Свет проливающий | страница 19
По всему городу индустрия секретов и заговора росла и ширилась, а если обычный гражданин что-то и замечал, он мгновенно принимал это за какую-то подпольную сделку; ещё одно серое дельце; ещё одно преступление в городе, который за прошедшие годы привык к коррупции и лени.
Тихо и тайно, скрываясь за мириадами странностей и безумий сопровождающих жизнь в улье, конгрегация Матери выползала из своих дыр и начинала всерьёз готовиться, наполненная божественным предназначением.
Гхейт прорывался к бодрствованию с жестокостью граничащей с безумием. Как ребёнок нетерпеливо ждущий своего рождения, он завывая разорвал холодную тень своего сна, каждая мышца сжалась, каждый нейрон горел жаждой мести. В слизи своей унаследованной памяти он нашел излишек хищных инстинктов и реакций, и даже до того как туман сна спал с его глаз, личность его намеченной жертвы выкристаллизовалась в его мозге.
Предатель. Враг. Арканис.
Он кричал и выл, выпучивал глаза и трясся, предательство, вероломное как опухоль, запустило метастазы во все его мысли. Его чувства заполонили враждебные образы: калейдоскоп картинок, звуков и запахов; любой и каждый из них сосредотачивался на опознании и испепелении его цели.
Со всех сторон его окружала аудитория, задранная вверх как стены какого-то населённого кратера, стоялый воздух и ленивое перемещение пыли подчёркивали очевидную древность залы. Со всех сторон ряды и колонны вопрошающих лиц уставились на него; иссохшие черты лиц и безжизненная кожа, казалось, великолепно подходили к архаичному окружению: продукт своего собственного застоя.
Поначалу Гхейт принял собравшихся за статуи, или окоченевшие трупы: гротескные гомункулы собранные по какому-то кошмарному плану, густые брови нахмурены, пыль оседает на их заплесневелых одеждах.

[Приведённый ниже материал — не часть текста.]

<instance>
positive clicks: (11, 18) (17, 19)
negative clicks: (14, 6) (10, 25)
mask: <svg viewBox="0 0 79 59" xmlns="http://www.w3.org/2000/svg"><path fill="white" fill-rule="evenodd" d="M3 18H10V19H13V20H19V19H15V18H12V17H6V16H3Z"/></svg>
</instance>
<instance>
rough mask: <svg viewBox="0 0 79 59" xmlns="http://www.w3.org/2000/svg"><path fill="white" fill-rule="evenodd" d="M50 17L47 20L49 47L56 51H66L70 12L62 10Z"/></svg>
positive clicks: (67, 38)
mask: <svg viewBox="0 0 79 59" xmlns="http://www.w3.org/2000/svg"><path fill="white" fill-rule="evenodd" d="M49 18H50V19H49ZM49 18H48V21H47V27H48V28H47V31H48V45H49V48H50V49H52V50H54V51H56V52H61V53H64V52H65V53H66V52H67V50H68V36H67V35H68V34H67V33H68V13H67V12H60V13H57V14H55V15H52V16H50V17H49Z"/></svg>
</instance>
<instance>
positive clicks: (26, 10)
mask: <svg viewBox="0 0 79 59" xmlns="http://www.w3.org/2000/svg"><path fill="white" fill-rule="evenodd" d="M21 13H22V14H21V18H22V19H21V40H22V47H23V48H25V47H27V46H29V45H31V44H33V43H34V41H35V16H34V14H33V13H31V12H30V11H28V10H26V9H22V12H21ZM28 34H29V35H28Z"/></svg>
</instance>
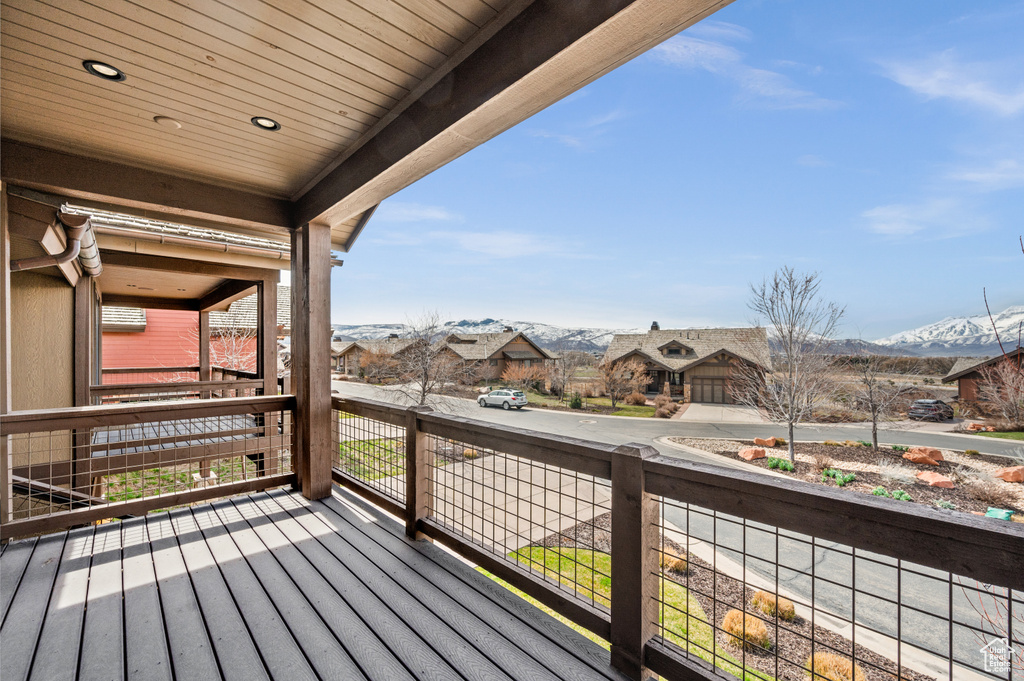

Но нет. Когда к нему вернулись чувства, их совместный запах ударил его как молот – эту вонь людского собрания спутать с чем-то ещё было невозможно: все эти запахи пота и разложения, газов и отрыжки, дорогих дезодорантов и крошек, оставшихся от недавних трапез.
Помимо этого, при каждом его движении – а он скалился и извивался – толпа почти незаметно вздрагивала, собравшиеся обменивались тревожными взглядами, не сумев сохранить маску отрешённости перед лицом подобной первобытной ярости. Значит, они его боятся. Хорошо.
Однако, гораздо более тревожащей была явная его неспособность действовать. Его мышцы кипели, заставляя выпростать руки с выпущенными когтями, разрывая и кромсая, круша жилы и выворачивая эти артрозные мешки с кишками; выпуская на волю внутреннего монстра, наслаждающегося бойней… Он мог видеть это мысленно, мог почти почувствовать металлический привкус кровавого тумана висящего в воздухе, почти слышал задушенные крики своих жертв.